# Finding similar documents using Doc2Vec

We just learned how PV-DM and PV-DBOW convert the documents to a vector. Now, we will see how to perform document classification using Doc2Vec.

In this section, we will use the 20 newsgroups dataset. It consists of 20,000 documents over 20 different
news categories. We will use only four categories: Computer, Politics, Science, and Sports. We have 1000 documents under each of these four categories.

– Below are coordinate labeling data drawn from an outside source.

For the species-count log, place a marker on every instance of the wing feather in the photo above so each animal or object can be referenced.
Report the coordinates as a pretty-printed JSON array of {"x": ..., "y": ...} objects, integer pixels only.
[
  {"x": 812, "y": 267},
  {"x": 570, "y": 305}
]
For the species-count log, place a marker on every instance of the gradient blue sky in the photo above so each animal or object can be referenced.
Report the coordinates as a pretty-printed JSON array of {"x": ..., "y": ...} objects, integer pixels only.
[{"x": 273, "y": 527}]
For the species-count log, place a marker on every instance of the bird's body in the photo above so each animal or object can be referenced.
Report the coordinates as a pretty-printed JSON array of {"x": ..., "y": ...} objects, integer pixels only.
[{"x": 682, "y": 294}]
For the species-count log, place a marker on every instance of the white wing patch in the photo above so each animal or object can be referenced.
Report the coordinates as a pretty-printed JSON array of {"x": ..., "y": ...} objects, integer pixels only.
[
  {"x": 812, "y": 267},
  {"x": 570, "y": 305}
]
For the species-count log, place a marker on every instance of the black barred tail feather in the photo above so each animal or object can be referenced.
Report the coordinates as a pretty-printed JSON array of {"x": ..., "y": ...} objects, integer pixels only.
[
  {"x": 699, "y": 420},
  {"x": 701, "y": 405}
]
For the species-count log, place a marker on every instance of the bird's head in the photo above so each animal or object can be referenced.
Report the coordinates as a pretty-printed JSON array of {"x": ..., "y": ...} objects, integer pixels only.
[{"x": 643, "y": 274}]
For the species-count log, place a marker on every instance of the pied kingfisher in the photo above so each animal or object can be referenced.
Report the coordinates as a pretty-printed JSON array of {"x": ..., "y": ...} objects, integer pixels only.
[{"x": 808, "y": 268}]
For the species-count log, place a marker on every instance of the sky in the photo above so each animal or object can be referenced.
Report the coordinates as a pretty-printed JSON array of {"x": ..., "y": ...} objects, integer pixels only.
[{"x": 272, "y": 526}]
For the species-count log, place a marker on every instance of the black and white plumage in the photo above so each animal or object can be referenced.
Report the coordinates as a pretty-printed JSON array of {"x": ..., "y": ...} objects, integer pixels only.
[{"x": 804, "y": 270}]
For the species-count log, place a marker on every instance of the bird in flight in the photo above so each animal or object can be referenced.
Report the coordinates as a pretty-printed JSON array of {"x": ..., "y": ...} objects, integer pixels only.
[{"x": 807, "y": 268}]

We rename the documents with a prefix, category_. For example, all science documents are renamed as
Science_1, Science_2, and so on. After renaming them, we combine all the documents and
place them in a single folder. The combined data is available in the data folder has new_dataset.zip.


## Import the required libraries

In [1]:
import warnings
warnings.filterwarnings('ignore')

import os
import gensim
from gensim.models.doc2vec import TaggedDocument

from nltk import RegexpTokenizer
from nltk.corpus import stopwords

tokenizer = RegexpTokenizer(r'\w+')
stopWords = set(stopwords.words('english'))

## Data Preparation

Load all the documents and save the document names in docLabels list and document content in a list called data:

In [2]:
docLabels = []
docLabels = [f for f in os.listdir('data/news_dataset') if  f.endswith('.txt')]

data = []
for doc in docLabels:
      data.append(open('data/news_dataset/'+doc).read())   

As shown below, docLabels has names of our documents:

In [3]:
docLabels[:5]

['Electronics_827.txt',
 'Electronics_848.txt',
 'Science_377.txt',
 'Science_24.txt',
 'Politics_38.txt']

Define a class called DocIterator which acts as an iterator to runs over all the documents:

In [4]:
class DocIterator(object):
    def __init__(self, doc_list, labels_list):
        self.labels_list = labels_list
        self.doc_list = doc_list

    def __iter__(self):
        for idx, doc in enumerate(self.doc_list):
            yield TaggedDocument(words=doc.split(), tags=[self.labels_list[idx]])

Create an object called 'it' to the DocIterator class:

In [5]:
it = DocIterator(data, docLabels)

## Build the model

Now let us build the model. Let us define some of the important hyperparameters of the model.

* Size represents our embedding size. 

* alpha represents our learning rate.

* min_alpha implies that our learning rate alpha will decay to min_alpha during training.

* dm=1 implies we use ‘distributed memory’ (PV-DM) and if we set dm =0 it implies we use ‘distributed bag of words’ (PV-DBOW) for training.

* min_count represents the minimum frequcy of words. i.e if the paritcular word's occrurence is less than a min_count than we can simply ignore that word.

In [6]:
size = 100
alpha = 0.025
min_alpha = 0.025
dm = 1
min_count = 1

Define the model:

In [7]:
model = gensim.models.Doc2Vec(size=size, min_count=min_count, alpha=alpha, min_alpha=min_alpha, dm=dm)
model.build_vocab(it)

Train the model:

In [None]:
for epoch in range(100):
    model.train(it,total_examples=120,epochs = model.iter)
    model.alpha -= 0.002
    model.min_alpha = model.alpha

Save the model:

In [10]:
model.save('model/doc2vec.model')


We can load the saved model using load function:

In [11]:
d2v_model = gensim.models.doc2vec.Doc2Vec.load('model/doc2vec.model')

## Evaluate the model

After training, we evaluate the model performance. As shown below, when we feed Electronics_724.txt document as an input, it returns all the related documents with their corresponding scores:

In [12]:
model.docvecs.most_similar('Electronics_724.txt')

[('Electronics_407.txt', 0.9127770662307739),
 ('Electronics_163.txt', 0.8796253800392151),
 ('Science_480.txt', 0.8787260055541992),
 ('Science_769.txt', 0.8782669305801392),
 ('Science_627.txt', 0.8712874054908752),
 ('Science_737.txt', 0.8702232241630554),
 ('Electronics_461.txt', 0.8684250116348267),
 ('Science_377.txt', 0.8677175045013428),
 ('Electronics_786.txt', 0.867066502571106),
 ('Politics_167.txt', 0.8663994669914246)]

We learned how to generate embeddings for the documents using doc2vec algorithms, in the next section, we will learn how to generate sentence embeddings using skip-thoughts and quick-thoughts algorithms.